Whether this healing was achieved through contact with the spirit world, or whether it was just a beneficial side-effect of shaking up my brain chemistry, I felt grateful to ibogaine. Regardless of the explanation, or the mechanism, it had put me through something I would never forget -- something very much like a religious experience. It had swept away the cobwebs of ingrained bad habits and moods. And it had most persuasively demonstrated the worth of a hitherto neglected line of research into the spiritual life of the ancients.
A recent New York Times article explains that some researchers are taking another look at the use of psychotropic drugs for the treatment of depression. Early results are at least as promising as Hancock's healing from depression and grief.
Scientists are taking a new look at hallucinogens, which became taboo among regulators after enthusiasts like Timothy Leary promoted them in the 1960s with the slogan “Turn on, tune in, drop out.” Now, using rigorous protocols and safeguards, scientists have won permission to study once again the drugs’ potential for treating mental problems and illuminating the nature of consciousness.
After taking the hallucinogen, Dr. Martin put on an eye mask and headphones, and lay on a couch listening to classical music as he contemplated the universe.
“All of a sudden, everything familiar started evaporating,” he recalled. “Imagine you fall off a boat out in the open ocean, and you turn around, and the boat is gone. And then the water’s gone. And then you’re gone.”
Today, more than a year later, Dr. Martin credits that six-hour experience with helping him overcome his depression and profoundly transforming his relationships with his daughter and friends. He ranks it among the most meaningful events of his life, which makes him a fairly typical member of a growing club of experimental subjects.

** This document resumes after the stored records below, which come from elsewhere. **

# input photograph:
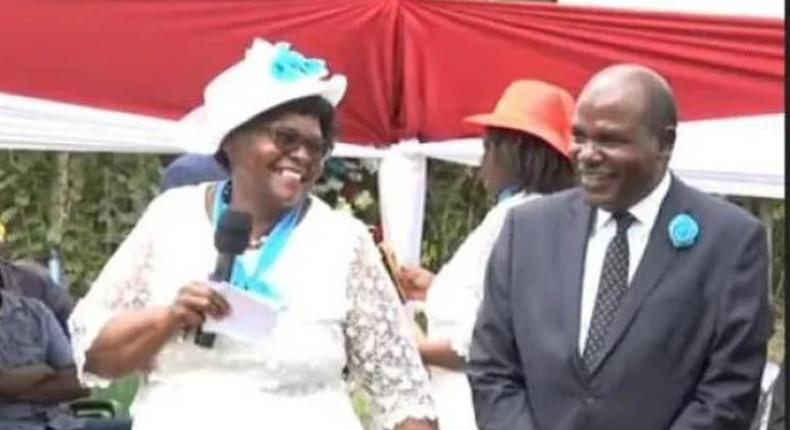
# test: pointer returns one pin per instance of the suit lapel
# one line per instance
(573, 246)
(656, 261)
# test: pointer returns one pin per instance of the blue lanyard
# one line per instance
(268, 253)
(506, 193)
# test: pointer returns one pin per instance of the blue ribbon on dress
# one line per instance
(268, 252)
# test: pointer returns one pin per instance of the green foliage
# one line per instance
(85, 204)
(456, 203)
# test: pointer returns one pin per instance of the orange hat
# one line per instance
(534, 107)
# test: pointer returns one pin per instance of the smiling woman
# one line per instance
(270, 118)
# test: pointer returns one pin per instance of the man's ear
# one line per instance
(666, 140)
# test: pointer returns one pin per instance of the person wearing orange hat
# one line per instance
(526, 144)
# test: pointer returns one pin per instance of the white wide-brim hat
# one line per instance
(268, 76)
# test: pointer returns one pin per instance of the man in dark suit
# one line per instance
(631, 302)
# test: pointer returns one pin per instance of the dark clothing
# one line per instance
(776, 416)
(686, 348)
(29, 279)
(30, 335)
(192, 169)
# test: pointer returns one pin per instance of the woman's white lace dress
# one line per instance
(451, 306)
(342, 312)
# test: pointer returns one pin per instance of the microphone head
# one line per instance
(233, 232)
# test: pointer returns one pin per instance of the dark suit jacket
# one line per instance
(685, 351)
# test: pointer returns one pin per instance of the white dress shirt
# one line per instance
(645, 211)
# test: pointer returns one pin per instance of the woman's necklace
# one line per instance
(254, 280)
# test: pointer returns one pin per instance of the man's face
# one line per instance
(618, 158)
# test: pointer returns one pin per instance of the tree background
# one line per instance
(85, 203)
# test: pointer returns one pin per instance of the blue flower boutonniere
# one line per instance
(289, 65)
(683, 231)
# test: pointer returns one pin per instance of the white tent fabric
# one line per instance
(737, 156)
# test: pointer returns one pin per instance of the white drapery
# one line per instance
(736, 156)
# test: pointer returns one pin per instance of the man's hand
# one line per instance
(16, 380)
(415, 281)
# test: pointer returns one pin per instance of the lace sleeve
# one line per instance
(121, 285)
(382, 357)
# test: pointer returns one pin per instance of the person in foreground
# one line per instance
(271, 116)
(526, 145)
(37, 374)
(632, 302)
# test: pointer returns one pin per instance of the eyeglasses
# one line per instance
(288, 139)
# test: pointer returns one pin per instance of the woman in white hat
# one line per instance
(270, 119)
(526, 140)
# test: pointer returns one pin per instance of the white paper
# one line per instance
(251, 317)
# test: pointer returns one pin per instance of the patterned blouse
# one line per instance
(341, 313)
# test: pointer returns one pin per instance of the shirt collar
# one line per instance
(645, 211)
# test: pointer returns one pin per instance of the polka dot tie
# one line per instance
(611, 288)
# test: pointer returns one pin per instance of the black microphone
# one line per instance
(230, 239)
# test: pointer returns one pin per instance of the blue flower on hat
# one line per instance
(289, 65)
(683, 231)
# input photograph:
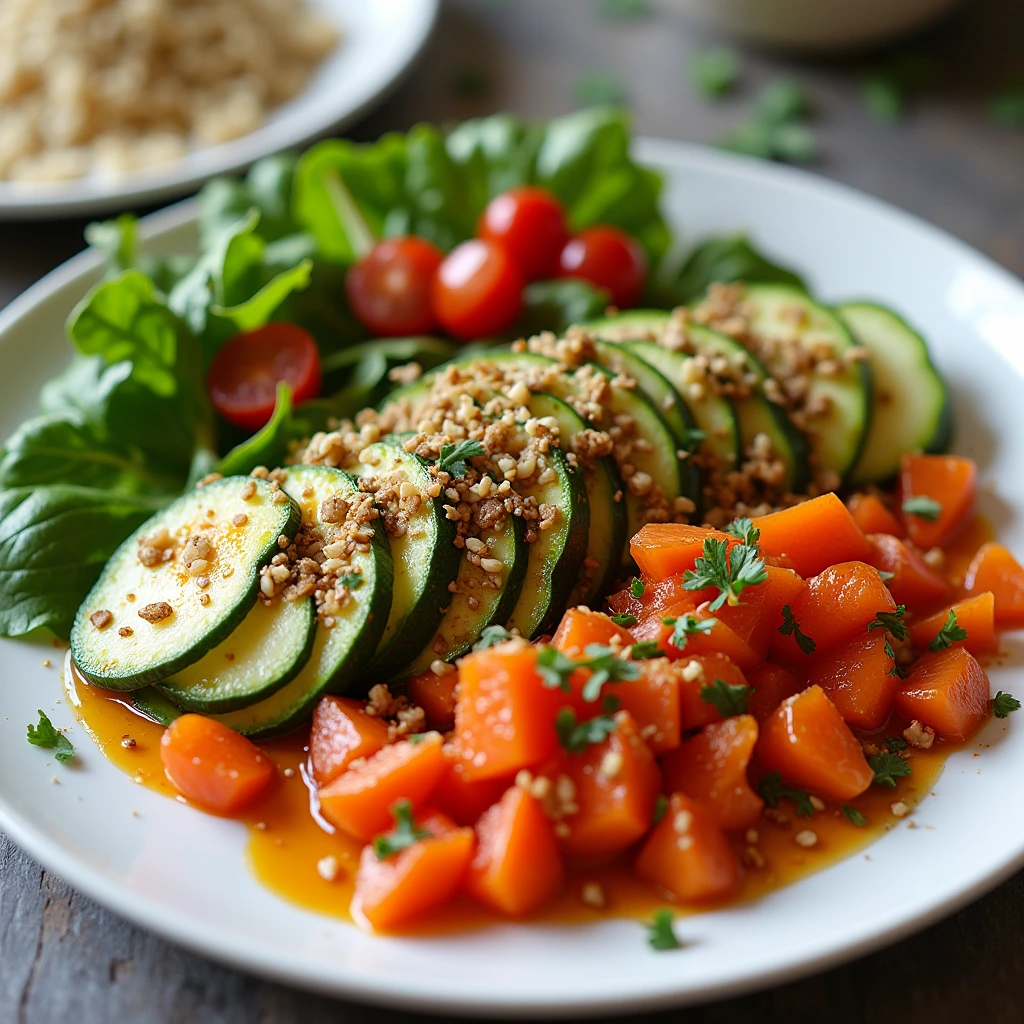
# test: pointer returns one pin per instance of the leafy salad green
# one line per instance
(129, 425)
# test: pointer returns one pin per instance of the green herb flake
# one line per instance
(660, 934)
(792, 628)
(923, 507)
(949, 634)
(402, 836)
(44, 734)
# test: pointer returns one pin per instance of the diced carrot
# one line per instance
(393, 892)
(518, 865)
(872, 515)
(860, 680)
(505, 716)
(359, 800)
(839, 603)
(341, 732)
(770, 685)
(948, 480)
(913, 582)
(212, 765)
(809, 744)
(616, 782)
(976, 614)
(688, 855)
(712, 768)
(994, 569)
(436, 695)
(947, 691)
(814, 535)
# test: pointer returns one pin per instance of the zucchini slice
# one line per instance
(267, 650)
(160, 616)
(911, 411)
(424, 555)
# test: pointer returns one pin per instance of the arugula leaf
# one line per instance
(792, 628)
(44, 734)
(728, 698)
(949, 634)
(402, 836)
(576, 737)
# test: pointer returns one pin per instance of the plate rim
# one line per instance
(420, 994)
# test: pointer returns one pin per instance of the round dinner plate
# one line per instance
(380, 39)
(182, 873)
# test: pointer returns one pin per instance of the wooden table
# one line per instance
(65, 958)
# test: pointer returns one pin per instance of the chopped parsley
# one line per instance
(892, 621)
(728, 698)
(659, 932)
(923, 507)
(948, 634)
(1003, 705)
(792, 628)
(402, 836)
(605, 667)
(772, 790)
(44, 734)
(731, 571)
(577, 736)
(453, 457)
(888, 768)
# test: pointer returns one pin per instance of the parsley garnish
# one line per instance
(923, 507)
(1003, 705)
(728, 698)
(731, 571)
(659, 932)
(453, 458)
(576, 737)
(854, 815)
(44, 734)
(605, 667)
(491, 635)
(402, 836)
(792, 628)
(892, 621)
(772, 790)
(948, 634)
(888, 768)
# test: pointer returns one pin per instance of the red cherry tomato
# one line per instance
(243, 379)
(477, 290)
(389, 289)
(608, 258)
(531, 224)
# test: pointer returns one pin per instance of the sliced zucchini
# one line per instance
(780, 315)
(267, 650)
(910, 409)
(154, 624)
(424, 555)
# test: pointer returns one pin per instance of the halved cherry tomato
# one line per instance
(244, 376)
(531, 224)
(389, 288)
(477, 290)
(608, 258)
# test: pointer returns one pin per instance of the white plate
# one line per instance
(380, 40)
(181, 873)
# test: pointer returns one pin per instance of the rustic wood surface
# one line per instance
(65, 958)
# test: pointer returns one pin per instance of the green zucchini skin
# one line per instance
(911, 408)
(156, 650)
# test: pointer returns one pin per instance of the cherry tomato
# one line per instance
(608, 258)
(531, 223)
(477, 290)
(389, 289)
(243, 379)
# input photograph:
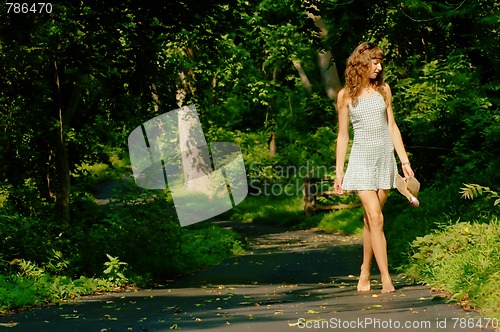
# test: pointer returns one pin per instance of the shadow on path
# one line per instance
(288, 280)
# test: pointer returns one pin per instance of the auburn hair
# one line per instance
(358, 68)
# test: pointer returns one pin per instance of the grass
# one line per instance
(429, 243)
(463, 259)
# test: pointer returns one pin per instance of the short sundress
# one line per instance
(372, 164)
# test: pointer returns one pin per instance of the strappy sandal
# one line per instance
(409, 188)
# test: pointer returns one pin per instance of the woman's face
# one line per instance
(375, 68)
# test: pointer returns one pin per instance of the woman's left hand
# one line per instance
(407, 170)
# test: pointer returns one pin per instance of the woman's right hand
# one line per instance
(338, 185)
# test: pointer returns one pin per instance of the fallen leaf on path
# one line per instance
(375, 306)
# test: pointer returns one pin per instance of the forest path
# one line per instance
(288, 279)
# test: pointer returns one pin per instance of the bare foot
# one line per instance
(364, 280)
(387, 286)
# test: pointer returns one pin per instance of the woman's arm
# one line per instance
(397, 140)
(342, 139)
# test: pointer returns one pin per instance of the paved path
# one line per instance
(288, 280)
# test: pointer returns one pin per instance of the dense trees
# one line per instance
(75, 82)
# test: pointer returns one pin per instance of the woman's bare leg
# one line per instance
(374, 243)
(364, 277)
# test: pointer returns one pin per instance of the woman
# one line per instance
(371, 171)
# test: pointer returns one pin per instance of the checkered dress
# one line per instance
(371, 164)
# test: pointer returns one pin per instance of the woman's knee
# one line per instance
(375, 221)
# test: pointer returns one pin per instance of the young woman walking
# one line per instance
(366, 101)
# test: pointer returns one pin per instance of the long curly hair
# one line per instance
(358, 69)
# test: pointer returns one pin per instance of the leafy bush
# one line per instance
(463, 259)
(28, 284)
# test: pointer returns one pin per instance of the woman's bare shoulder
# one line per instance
(342, 97)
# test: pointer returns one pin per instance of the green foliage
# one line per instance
(115, 271)
(463, 259)
(28, 284)
(473, 190)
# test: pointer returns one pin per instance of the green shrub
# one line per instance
(463, 259)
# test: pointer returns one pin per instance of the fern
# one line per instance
(471, 191)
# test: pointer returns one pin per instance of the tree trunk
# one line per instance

Hancock, no stranger to controversy, has become a vociferous advocate for the legalization of drugs that allow us to explore our own consciousness. In addition to healing from depression, Hancock has found tremendous value in the responsible use of sacred plants. As he explains in the interviews posted below, his reinvention as a fiction author was facilitated by the use of ayahuasca. The plot structure of his new novel Entangled was effectively dictated to him over the course of five ayahuasca journeys. (The book is currently only available in England and will pub in the US and elsewhere in October. Yes, I know. I'm frustrated and impatient over this, too.)

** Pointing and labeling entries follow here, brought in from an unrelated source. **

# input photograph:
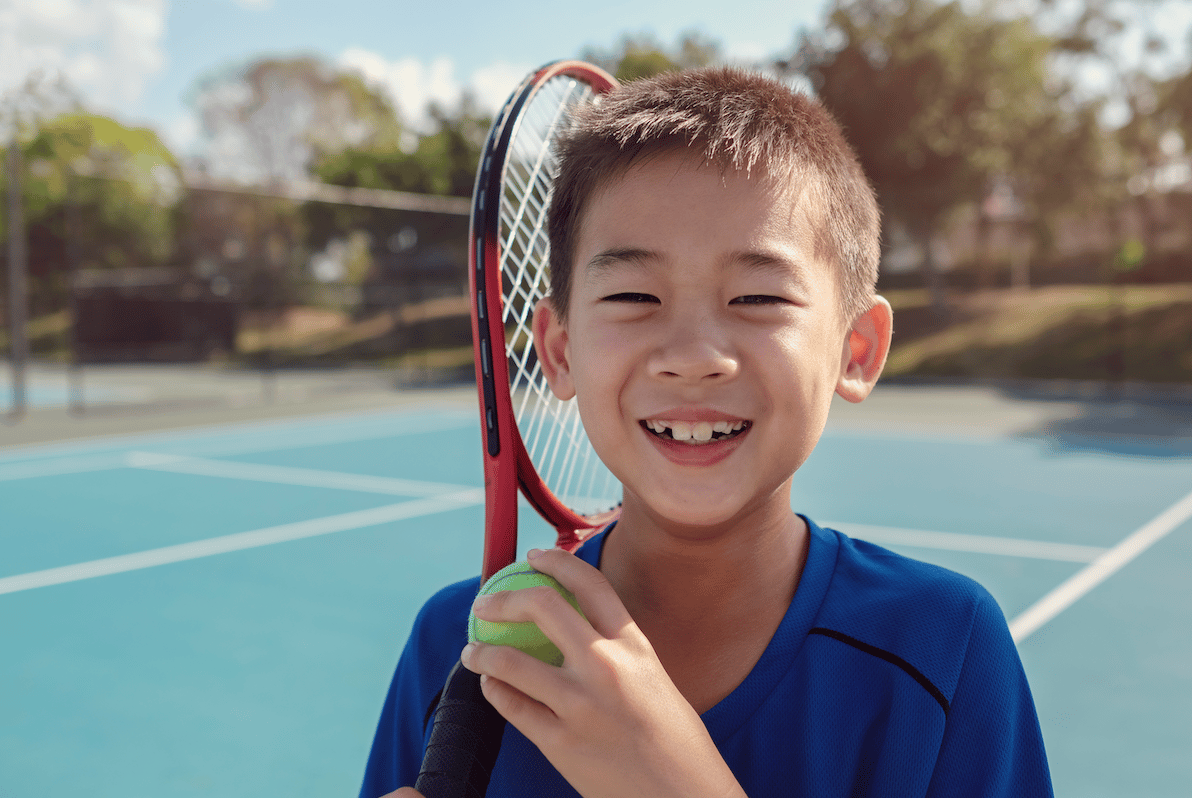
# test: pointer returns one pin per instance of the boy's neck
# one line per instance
(708, 601)
(691, 571)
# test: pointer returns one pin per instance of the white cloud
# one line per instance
(414, 85)
(105, 49)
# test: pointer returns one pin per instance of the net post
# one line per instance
(18, 270)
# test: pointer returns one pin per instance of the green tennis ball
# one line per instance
(522, 636)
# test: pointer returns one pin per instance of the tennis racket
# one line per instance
(533, 443)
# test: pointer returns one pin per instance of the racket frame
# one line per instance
(507, 464)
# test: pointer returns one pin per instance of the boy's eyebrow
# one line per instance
(751, 260)
(773, 264)
(620, 255)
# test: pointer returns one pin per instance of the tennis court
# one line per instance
(217, 610)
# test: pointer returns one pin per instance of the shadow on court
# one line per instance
(1153, 426)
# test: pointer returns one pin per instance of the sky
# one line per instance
(141, 60)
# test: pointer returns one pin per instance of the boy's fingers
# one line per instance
(520, 687)
(597, 599)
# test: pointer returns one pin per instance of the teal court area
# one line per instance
(216, 611)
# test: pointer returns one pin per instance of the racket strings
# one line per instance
(551, 428)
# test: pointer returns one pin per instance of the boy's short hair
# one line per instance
(739, 121)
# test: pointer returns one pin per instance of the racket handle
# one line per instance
(465, 738)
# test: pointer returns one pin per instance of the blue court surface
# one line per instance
(217, 611)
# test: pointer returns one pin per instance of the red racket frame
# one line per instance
(507, 464)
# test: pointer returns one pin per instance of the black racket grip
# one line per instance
(465, 740)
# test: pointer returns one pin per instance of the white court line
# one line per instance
(241, 540)
(287, 475)
(221, 441)
(1100, 569)
(974, 543)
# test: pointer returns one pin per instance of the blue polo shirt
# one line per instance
(887, 676)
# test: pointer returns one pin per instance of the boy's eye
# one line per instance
(758, 299)
(631, 296)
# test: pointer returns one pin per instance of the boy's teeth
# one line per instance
(694, 431)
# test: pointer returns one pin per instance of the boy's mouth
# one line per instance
(695, 432)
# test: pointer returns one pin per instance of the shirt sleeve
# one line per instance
(433, 648)
(992, 742)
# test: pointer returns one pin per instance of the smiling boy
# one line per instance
(714, 251)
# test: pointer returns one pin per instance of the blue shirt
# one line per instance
(887, 676)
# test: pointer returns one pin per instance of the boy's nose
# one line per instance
(694, 352)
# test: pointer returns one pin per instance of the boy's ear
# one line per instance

In a curious synchronicity, as I was compiling information for this post, my husband noticed a woodchuck running around our backyard. So I googled woodchuck (aka groundhog) medicine to see what that particular reflection could mean. As per the first page to come up... wait for it... altered states of consciousness.

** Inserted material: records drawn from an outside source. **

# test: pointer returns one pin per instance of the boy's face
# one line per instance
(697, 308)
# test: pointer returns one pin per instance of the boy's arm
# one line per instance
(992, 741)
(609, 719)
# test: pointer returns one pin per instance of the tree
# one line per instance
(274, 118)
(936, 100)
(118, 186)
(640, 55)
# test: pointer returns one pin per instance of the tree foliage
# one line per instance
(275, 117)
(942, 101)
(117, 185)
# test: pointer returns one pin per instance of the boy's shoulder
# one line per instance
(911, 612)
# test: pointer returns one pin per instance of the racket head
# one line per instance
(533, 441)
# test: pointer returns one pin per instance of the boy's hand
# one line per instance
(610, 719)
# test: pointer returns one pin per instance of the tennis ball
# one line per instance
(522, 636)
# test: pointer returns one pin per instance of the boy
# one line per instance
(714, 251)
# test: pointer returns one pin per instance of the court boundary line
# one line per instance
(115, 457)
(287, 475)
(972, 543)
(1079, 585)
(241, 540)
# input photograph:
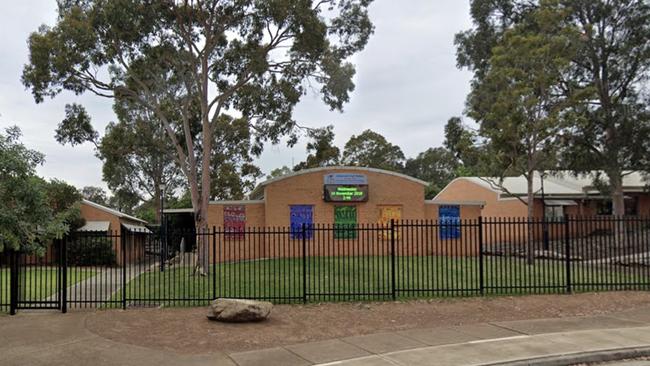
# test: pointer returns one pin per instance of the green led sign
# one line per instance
(346, 193)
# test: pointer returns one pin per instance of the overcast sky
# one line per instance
(407, 86)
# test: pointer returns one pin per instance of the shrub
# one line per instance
(91, 251)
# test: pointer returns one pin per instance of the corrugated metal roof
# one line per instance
(95, 226)
(560, 203)
(137, 228)
(112, 211)
(559, 184)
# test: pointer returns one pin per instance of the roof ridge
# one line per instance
(112, 211)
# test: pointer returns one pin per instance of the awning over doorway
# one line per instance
(137, 228)
(560, 203)
(95, 226)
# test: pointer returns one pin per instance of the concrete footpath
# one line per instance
(56, 339)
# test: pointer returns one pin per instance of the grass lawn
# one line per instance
(369, 278)
(39, 283)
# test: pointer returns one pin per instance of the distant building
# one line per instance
(564, 194)
(125, 231)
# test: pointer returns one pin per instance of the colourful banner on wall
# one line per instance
(345, 222)
(386, 214)
(234, 221)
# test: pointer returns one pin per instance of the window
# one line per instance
(631, 206)
(301, 215)
(234, 221)
(604, 207)
(345, 222)
(554, 213)
(449, 217)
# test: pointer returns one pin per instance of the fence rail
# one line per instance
(405, 259)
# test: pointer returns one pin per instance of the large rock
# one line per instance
(239, 311)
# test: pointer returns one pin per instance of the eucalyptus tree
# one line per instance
(253, 58)
(521, 103)
(32, 210)
(611, 128)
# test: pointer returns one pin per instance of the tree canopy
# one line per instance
(32, 210)
(320, 149)
(372, 150)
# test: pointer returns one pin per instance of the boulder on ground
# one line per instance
(239, 311)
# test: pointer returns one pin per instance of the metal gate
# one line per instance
(37, 280)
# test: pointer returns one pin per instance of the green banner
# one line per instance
(345, 222)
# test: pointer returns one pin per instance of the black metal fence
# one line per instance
(406, 259)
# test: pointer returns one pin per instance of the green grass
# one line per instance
(39, 283)
(357, 278)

A very difficult and powerful totem to have,
Groundhog is the symbol of opening fully to the dreamtime.
Of exploring altered states of consciousness more deeply and fully.
Dreams will have great significance.
Lessons associated with death, dying and revelations about its processes will begin to surface. Groundhog can teach its people metabolic control.
How to go into the great unconscious without harm.
. . .
This is often the totem of Shamans and Mystics.